Third, this study contributes to a general discussion about individual human capital and human capital resources within the context of CEO recruitment. Studies of CEO individual-level human capital have underlined the crucial importance of a new CEO’s unique backgrounds, abilities, and skills to firm competitiveness (Lovelace et al. 2018). Upper echelons theory stresses that a top management team’s composition and background that complement the CEO’s background and skills determine whether strategic changes will be implemented and performance goals will be met (Nyberg et al. 2019). In Germany’s case, establishing open recruitment markets and strategically recruiting top management teams and CEOs from different networks may decrease the importance of in-house careers for CEO appointments, positively affect firm performance and increase a CEO’s chances of succeeding in this position.

The approach taken in this study opens up several avenues for further research on change in German corporate structures. First, future research must go beyond the existing studies on interlocking directorates and consider affiliation ties. These ties are important for CEOs; otherwise, they would not spend their time in various policy organizational meetings and gatherings for different charity organizations. Future studies have to examine more closely how affiliation ties between CEOs emerge and change over time. One of the possibilities would be a qualitative survey of CEOs about their affiliation ties, their strength, and the perceived importance of these connections to their careers.

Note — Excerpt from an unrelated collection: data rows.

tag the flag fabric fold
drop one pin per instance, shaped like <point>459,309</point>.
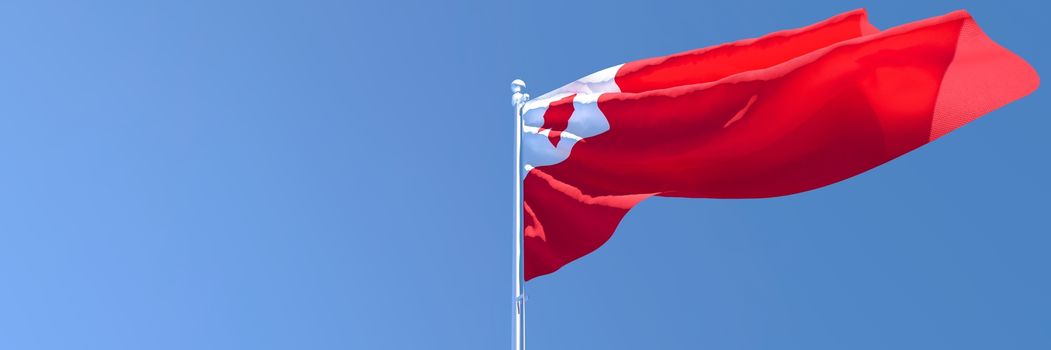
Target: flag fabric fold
<point>779,115</point>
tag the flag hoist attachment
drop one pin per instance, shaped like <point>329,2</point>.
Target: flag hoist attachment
<point>518,294</point>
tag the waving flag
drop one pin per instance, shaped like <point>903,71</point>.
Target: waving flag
<point>779,115</point>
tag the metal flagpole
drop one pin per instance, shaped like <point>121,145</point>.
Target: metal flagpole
<point>518,100</point>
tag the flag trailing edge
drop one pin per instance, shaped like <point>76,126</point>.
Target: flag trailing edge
<point>779,115</point>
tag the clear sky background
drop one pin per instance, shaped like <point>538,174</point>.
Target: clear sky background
<point>337,175</point>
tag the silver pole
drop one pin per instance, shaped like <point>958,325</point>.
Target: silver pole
<point>518,100</point>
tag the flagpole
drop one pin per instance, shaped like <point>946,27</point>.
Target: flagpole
<point>518,100</point>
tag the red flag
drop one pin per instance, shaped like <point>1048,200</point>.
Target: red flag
<point>779,115</point>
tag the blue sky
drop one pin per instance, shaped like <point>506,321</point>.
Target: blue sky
<point>332,175</point>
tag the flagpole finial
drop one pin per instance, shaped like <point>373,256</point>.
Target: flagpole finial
<point>518,98</point>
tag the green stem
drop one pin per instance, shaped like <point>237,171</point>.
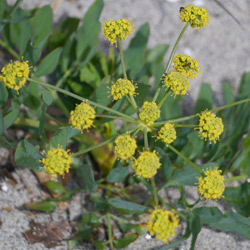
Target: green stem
<point>46,85</point>
<point>164,99</point>
<point>154,191</point>
<point>236,178</point>
<point>171,59</point>
<point>10,50</point>
<point>122,59</point>
<point>172,208</point>
<point>110,236</point>
<point>185,159</point>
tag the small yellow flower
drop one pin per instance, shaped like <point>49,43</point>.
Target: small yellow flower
<point>83,116</point>
<point>57,161</point>
<point>186,65</point>
<point>162,224</point>
<point>177,82</point>
<point>125,146</point>
<point>147,164</point>
<point>14,75</point>
<point>197,17</point>
<point>210,126</point>
<point>167,133</point>
<point>212,185</point>
<point>149,113</point>
<point>121,88</point>
<point>120,29</point>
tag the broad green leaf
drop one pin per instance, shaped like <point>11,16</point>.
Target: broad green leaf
<point>134,56</point>
<point>208,214</point>
<point>125,241</point>
<point>205,100</point>
<point>85,172</point>
<point>87,35</point>
<point>28,155</point>
<point>238,197</point>
<point>126,207</point>
<point>188,175</point>
<point>42,206</point>
<point>62,136</point>
<point>10,118</point>
<point>3,94</point>
<point>233,222</point>
<point>55,187</point>
<point>42,24</point>
<point>49,63</point>
<point>117,174</point>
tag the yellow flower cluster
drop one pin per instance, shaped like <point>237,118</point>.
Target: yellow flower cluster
<point>120,29</point>
<point>212,185</point>
<point>196,16</point>
<point>147,164</point>
<point>162,224</point>
<point>177,82</point>
<point>210,126</point>
<point>125,146</point>
<point>14,75</point>
<point>57,161</point>
<point>186,65</point>
<point>82,117</point>
<point>167,133</point>
<point>121,88</point>
<point>149,113</point>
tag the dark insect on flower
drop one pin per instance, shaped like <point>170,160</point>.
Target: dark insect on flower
<point>181,9</point>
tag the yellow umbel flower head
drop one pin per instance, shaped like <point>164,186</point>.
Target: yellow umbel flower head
<point>125,146</point>
<point>196,16</point>
<point>57,161</point>
<point>83,116</point>
<point>177,82</point>
<point>149,113</point>
<point>212,185</point>
<point>210,126</point>
<point>147,164</point>
<point>121,88</point>
<point>186,65</point>
<point>162,224</point>
<point>167,133</point>
<point>120,29</point>
<point>14,75</point>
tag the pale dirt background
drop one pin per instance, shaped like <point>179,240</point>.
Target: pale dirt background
<point>223,52</point>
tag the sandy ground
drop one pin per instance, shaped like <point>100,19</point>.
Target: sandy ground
<point>222,50</point>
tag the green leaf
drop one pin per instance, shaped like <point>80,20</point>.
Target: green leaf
<point>205,100</point>
<point>208,214</point>
<point>188,175</point>
<point>42,24</point>
<point>232,222</point>
<point>3,94</point>
<point>55,187</point>
<point>87,35</point>
<point>85,172</point>
<point>49,63</point>
<point>42,206</point>
<point>126,207</point>
<point>62,136</point>
<point>125,241</point>
<point>134,56</point>
<point>28,156</point>
<point>117,174</point>
<point>239,198</point>
<point>10,118</point>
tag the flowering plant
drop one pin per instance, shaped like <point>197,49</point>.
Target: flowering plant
<point>155,145</point>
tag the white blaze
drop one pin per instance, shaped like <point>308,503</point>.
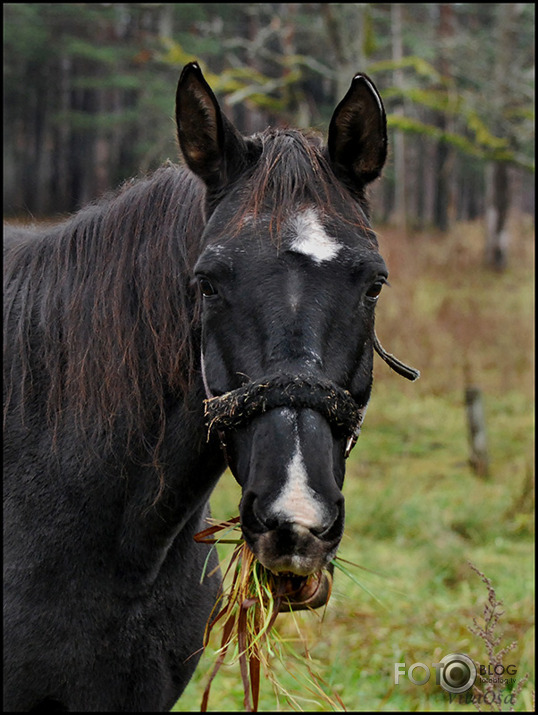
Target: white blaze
<point>298,502</point>
<point>311,239</point>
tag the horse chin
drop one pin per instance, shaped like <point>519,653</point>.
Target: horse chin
<point>302,582</point>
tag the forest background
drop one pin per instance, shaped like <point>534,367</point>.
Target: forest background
<point>89,102</point>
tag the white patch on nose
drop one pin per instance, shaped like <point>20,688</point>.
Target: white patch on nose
<point>298,502</point>
<point>311,239</point>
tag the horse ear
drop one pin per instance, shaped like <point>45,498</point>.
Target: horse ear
<point>358,134</point>
<point>210,144</point>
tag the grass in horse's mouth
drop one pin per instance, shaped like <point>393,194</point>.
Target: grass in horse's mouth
<point>247,610</point>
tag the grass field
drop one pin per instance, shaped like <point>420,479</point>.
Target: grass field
<point>416,514</point>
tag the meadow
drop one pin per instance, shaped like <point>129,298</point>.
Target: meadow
<point>416,514</point>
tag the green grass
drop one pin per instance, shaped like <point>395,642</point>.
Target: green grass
<point>415,512</point>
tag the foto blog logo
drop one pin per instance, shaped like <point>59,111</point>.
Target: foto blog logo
<point>455,673</point>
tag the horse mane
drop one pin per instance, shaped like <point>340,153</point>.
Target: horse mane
<point>100,306</point>
<point>102,303</point>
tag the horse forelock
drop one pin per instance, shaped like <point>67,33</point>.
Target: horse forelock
<point>292,173</point>
<point>99,312</point>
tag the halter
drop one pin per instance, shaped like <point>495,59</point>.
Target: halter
<point>234,409</point>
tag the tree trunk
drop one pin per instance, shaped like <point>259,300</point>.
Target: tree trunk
<point>400,183</point>
<point>497,207</point>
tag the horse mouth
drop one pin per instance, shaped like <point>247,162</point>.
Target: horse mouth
<point>298,593</point>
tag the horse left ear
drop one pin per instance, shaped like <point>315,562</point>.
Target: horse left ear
<point>358,134</point>
<point>210,144</point>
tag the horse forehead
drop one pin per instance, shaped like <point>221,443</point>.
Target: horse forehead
<point>308,236</point>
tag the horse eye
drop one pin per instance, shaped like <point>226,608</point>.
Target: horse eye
<point>206,287</point>
<point>374,290</point>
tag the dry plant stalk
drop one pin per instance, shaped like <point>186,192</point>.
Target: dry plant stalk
<point>247,612</point>
<point>493,610</point>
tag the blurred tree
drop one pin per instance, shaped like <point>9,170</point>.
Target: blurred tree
<point>89,90</point>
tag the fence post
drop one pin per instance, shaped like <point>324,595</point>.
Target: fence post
<point>476,424</point>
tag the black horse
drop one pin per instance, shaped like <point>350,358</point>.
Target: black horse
<point>247,282</point>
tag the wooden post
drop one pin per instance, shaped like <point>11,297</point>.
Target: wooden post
<point>476,423</point>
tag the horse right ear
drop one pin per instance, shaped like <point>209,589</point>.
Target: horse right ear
<point>212,147</point>
<point>357,139</point>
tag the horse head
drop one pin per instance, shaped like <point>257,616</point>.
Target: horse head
<point>289,274</point>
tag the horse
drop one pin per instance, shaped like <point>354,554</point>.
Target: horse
<point>215,313</point>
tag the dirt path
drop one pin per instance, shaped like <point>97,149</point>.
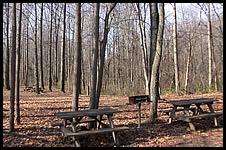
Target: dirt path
<point>37,115</point>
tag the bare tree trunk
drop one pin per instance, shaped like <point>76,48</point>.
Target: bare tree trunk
<point>176,68</point>
<point>41,60</point>
<point>27,61</point>
<point>36,54</point>
<point>102,53</point>
<point>18,70</point>
<point>7,53</point>
<point>50,50</point>
<point>209,46</point>
<point>156,64</point>
<point>188,66</point>
<point>77,57</point>
<point>154,32</point>
<point>63,53</point>
<point>13,61</point>
<point>143,43</point>
<point>95,57</point>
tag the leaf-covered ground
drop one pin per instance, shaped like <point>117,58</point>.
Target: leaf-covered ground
<point>37,115</point>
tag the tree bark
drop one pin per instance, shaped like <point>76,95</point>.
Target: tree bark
<point>156,65</point>
<point>13,61</point>
<point>41,60</point>
<point>63,53</point>
<point>7,53</point>
<point>50,50</point>
<point>102,53</point>
<point>95,57</point>
<point>18,70</point>
<point>175,51</point>
<point>36,53</point>
<point>209,46</point>
<point>77,57</point>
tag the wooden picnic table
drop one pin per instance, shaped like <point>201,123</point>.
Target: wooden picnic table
<point>198,112</point>
<point>74,118</point>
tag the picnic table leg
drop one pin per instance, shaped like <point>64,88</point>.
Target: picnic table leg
<point>212,110</point>
<point>172,114</point>
<point>113,133</point>
<point>139,110</point>
<point>200,111</point>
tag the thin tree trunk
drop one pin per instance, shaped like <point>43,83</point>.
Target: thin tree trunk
<point>176,68</point>
<point>188,66</point>
<point>7,53</point>
<point>63,53</point>
<point>27,61</point>
<point>13,61</point>
<point>143,44</point>
<point>36,53</point>
<point>95,57</point>
<point>50,50</point>
<point>18,70</point>
<point>102,54</point>
<point>209,46</point>
<point>154,32</point>
<point>41,60</point>
<point>77,57</point>
<point>156,65</point>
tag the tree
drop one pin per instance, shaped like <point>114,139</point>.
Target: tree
<point>95,57</point>
<point>41,60</point>
<point>17,88</point>
<point>175,53</point>
<point>50,50</point>
<point>36,52</point>
<point>7,53</point>
<point>13,61</point>
<point>210,44</point>
<point>102,53</point>
<point>77,57</point>
<point>63,53</point>
<point>156,65</point>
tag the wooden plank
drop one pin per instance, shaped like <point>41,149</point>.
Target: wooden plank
<point>169,110</point>
<point>104,130</point>
<point>205,115</point>
<point>91,112</point>
<point>192,101</point>
<point>82,121</point>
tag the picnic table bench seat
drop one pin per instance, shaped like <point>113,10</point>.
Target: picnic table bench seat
<point>193,109</point>
<point>67,132</point>
<point>189,118</point>
<point>82,121</point>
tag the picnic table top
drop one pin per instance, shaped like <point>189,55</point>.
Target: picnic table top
<point>91,112</point>
<point>192,101</point>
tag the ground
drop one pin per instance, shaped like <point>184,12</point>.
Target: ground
<point>37,115</point>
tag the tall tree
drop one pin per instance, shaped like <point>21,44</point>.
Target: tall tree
<point>77,57</point>
<point>175,53</point>
<point>7,52</point>
<point>102,52</point>
<point>41,55</point>
<point>13,68</point>
<point>143,43</point>
<point>18,69</point>
<point>50,49</point>
<point>36,52</point>
<point>63,53</point>
<point>95,57</point>
<point>156,65</point>
<point>209,45</point>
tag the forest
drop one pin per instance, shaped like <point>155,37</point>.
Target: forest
<point>117,49</point>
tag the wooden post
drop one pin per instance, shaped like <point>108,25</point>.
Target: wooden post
<point>139,110</point>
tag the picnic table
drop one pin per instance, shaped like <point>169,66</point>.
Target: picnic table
<point>197,111</point>
<point>74,118</point>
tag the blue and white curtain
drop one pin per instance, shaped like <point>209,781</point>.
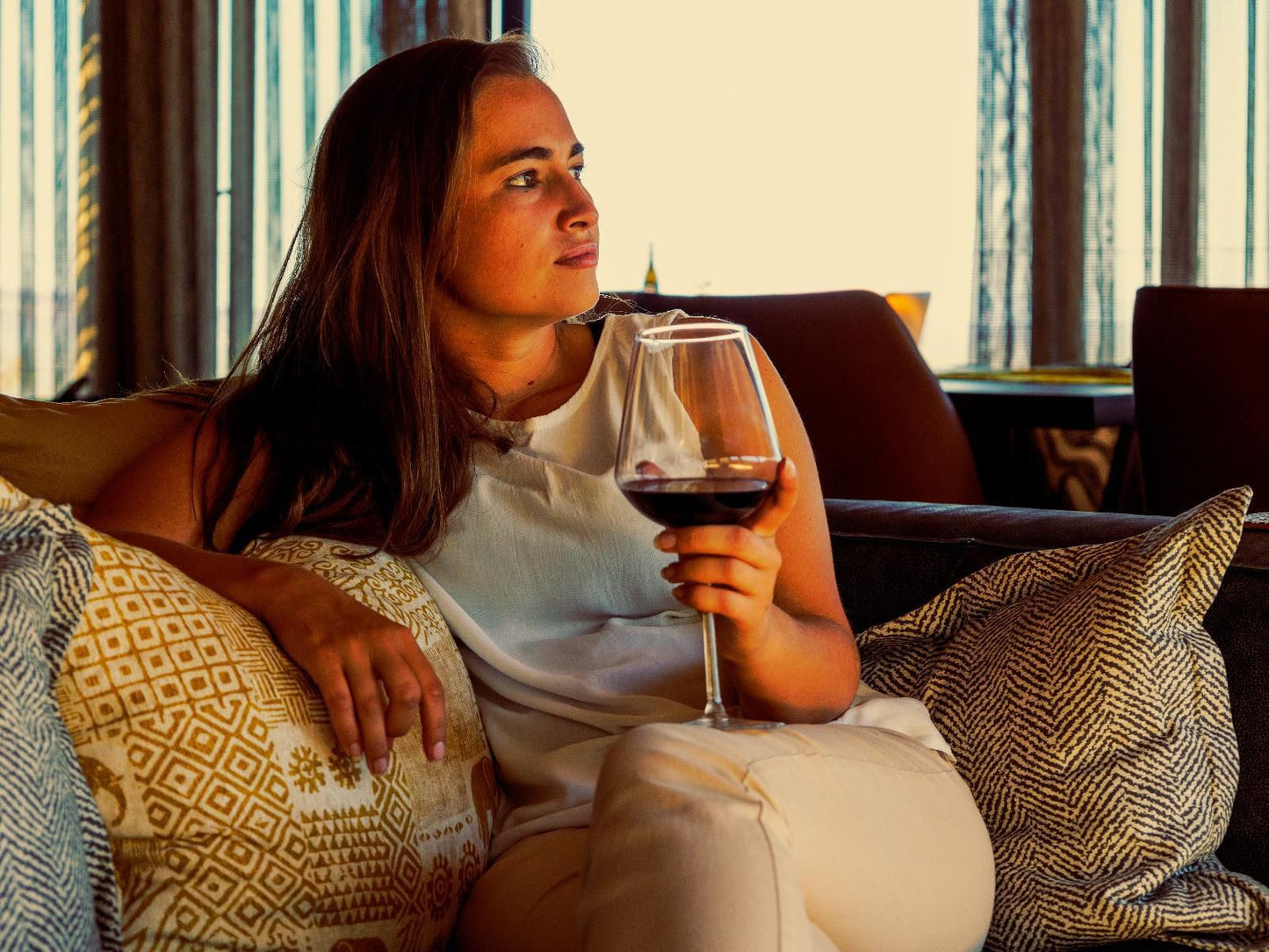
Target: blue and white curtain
<point>123,285</point>
<point>1202,176</point>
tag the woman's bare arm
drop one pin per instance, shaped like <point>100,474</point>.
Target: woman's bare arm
<point>344,646</point>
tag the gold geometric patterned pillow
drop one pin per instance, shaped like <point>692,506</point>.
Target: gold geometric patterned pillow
<point>1089,715</point>
<point>233,819</point>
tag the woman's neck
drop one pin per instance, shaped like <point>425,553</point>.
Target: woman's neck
<point>530,373</point>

Second, as this study shows, CEOs’ affiliation networks and recruitment patterns are interlinked; the transformation of affiliation networks is a dynamic outcome of interrelations among different subgroups within the network, each with distinct educational, professional, and network characteristics. The question arises whether if CEOs from the automotive industry have been densely connected through affiliation ties with CEOs of the other industries, while CEOs from the trade industry have not, these sub-groups have also been differently connected through interlocking directorates. Future studies should reconsider the argument about the dissolution of corporate networks in the post-Deutschland AG period in a more nuanced way by considering the substitutive and compensatory mechanisms of affiliation ties that have emerged from the transformation of subgroups within the corporate network.

Our results have also revealed that within the overall corporate network, some groups of CEOs are better connected among each other than to the other CEOs (in the network theory terminology, cliques). Although each network has its cliques (e.g., Granovetter 1973; Borgatti et al. 2002), the first novel aspect of my research is the identification of the cross-industry character of these cliques. In Germany, managers from automotive and technical engineering often assumed important brokerage positions within the corporate network. Further research has to take into account the sub-structure of the corporate network and examine the effects of different types of networks on the company’s performance and the CEO’s behavior.